Нам говорят, что в основу пересмотра и исправлений нужно положить доктрину наступательной войны. ≪Эта формула означает — пишет Соломин — самый решающий (!) поворот (в строительстве Красной Армии); приходится пересмотреть все (!) сложившиеся у нас взгляды, произвести полную (!) переоценку ценностей с точки зрения перехода от чисто-оборонительной стратегии к наступательной. Воспитание командного состава, подготовка одиночного бойца... вооружение — все это (!) должно впредь проходить под знаком наступления≫... (стр. 22).
≪Только при наличии такого единого плана — пишет он же — начавшаяся реорганизация Красной Армии выйдет из состояния бесформенности, разброда, несогласованности, шатания и отсутствия ясно сознанной цели≫. Выражения у Солонина, как видим, строго наступательные, но утверждения — вздорные. Бесформенность, шатание и разброд — в его собственной голове. Объективно в нашем строительстве есть трудности и есть практические ошибки. Но ни разброда, ни шатания, ни несогласованности нет. И армия не позволит Соломиным выписывать свои организационные и стратегические мыслете и тем вносить шатание и разброд.
Уставы и программы нужно пересмотреть не под углом доктринерской формулы чистого наступления, а с точки зрения проделанного четырехлетнего опыта. Нужно читать, обсуждать и проверять уставы на совещаниях командного состава. Нужно, чтобы живое еще воспоминание о боевых действиях, больших и малых, было сопоставлено с формулой устава и чтобы каждый командир сознательно сказал себе, отвечают ли слова делу или нет, и если расходятся, то — в чем.

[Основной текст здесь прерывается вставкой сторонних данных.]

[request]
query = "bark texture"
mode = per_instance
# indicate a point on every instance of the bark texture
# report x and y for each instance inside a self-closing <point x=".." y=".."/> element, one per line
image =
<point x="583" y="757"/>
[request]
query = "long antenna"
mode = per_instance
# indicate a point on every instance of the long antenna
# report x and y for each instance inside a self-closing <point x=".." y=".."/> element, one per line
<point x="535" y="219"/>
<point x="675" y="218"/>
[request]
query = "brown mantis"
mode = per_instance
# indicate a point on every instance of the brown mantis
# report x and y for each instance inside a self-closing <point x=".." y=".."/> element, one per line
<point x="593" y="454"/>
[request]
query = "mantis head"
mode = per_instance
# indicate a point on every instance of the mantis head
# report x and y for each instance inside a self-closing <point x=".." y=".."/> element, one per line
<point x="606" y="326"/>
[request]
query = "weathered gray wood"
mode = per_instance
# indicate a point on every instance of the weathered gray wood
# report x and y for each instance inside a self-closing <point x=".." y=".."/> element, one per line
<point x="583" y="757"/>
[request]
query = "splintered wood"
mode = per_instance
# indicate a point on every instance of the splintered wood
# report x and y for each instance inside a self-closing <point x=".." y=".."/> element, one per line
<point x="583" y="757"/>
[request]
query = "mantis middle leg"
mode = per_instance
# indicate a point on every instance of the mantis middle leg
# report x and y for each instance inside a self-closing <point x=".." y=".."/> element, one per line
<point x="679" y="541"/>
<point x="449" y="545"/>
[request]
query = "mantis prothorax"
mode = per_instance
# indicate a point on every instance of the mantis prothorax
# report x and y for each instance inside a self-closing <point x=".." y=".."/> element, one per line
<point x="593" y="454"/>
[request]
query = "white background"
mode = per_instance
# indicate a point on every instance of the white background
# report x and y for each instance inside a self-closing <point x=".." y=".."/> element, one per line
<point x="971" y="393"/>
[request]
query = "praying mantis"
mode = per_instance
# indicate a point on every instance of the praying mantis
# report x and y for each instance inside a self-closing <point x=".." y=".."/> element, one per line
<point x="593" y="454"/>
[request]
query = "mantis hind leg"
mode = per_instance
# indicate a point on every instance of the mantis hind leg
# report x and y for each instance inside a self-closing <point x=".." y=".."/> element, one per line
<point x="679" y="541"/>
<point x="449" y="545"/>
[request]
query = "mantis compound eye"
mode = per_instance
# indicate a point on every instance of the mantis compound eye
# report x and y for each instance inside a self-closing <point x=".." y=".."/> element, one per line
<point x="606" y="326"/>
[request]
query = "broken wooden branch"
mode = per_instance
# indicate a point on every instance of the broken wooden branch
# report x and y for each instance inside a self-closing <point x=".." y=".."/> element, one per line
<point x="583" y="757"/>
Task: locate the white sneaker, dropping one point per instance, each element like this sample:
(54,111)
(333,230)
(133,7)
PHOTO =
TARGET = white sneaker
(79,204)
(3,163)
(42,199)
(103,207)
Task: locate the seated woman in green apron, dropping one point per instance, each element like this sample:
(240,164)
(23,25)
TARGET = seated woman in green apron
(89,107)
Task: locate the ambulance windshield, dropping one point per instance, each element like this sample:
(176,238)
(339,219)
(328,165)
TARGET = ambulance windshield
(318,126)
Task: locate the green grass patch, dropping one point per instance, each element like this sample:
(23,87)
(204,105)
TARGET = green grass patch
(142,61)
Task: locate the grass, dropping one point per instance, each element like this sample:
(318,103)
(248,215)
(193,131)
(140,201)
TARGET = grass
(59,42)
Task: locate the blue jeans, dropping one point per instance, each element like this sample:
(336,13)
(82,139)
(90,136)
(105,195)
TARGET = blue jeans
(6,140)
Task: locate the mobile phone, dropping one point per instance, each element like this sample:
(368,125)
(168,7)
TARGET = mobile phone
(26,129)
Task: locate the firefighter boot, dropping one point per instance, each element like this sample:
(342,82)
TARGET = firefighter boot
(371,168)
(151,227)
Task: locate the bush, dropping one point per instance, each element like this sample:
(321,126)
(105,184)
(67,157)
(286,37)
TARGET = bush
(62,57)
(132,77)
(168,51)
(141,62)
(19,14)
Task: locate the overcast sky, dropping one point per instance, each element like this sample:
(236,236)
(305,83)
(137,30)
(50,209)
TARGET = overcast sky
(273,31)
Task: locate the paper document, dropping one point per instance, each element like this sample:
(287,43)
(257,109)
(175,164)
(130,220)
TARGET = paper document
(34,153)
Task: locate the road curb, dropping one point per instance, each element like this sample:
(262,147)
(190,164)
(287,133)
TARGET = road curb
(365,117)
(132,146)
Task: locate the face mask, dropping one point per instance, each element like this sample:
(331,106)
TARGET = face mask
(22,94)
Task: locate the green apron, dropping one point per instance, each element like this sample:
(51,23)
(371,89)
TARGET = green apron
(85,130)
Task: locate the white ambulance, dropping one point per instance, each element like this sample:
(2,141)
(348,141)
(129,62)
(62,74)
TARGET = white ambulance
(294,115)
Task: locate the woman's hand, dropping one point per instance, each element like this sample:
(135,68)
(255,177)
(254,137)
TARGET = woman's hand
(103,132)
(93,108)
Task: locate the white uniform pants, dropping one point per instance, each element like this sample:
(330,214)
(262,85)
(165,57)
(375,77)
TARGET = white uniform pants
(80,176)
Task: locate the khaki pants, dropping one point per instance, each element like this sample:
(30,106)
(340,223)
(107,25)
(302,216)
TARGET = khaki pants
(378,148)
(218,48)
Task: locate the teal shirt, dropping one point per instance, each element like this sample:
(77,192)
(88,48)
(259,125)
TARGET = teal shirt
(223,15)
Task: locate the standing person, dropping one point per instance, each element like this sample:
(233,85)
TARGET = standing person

Собрать этот упорядоченный опыт, подъитожить его, оценить его в центре стратегическим, тактическим, организационным, политическим критерием более высокого опыта; разгрузить уставы и программы от устарелого, излишнего, приблизить их к армии в заставить армию почувствовать, насколько они нужны ей и в какой мере они могут заменить ей самодельщину — вот действительно большая и насущная задача!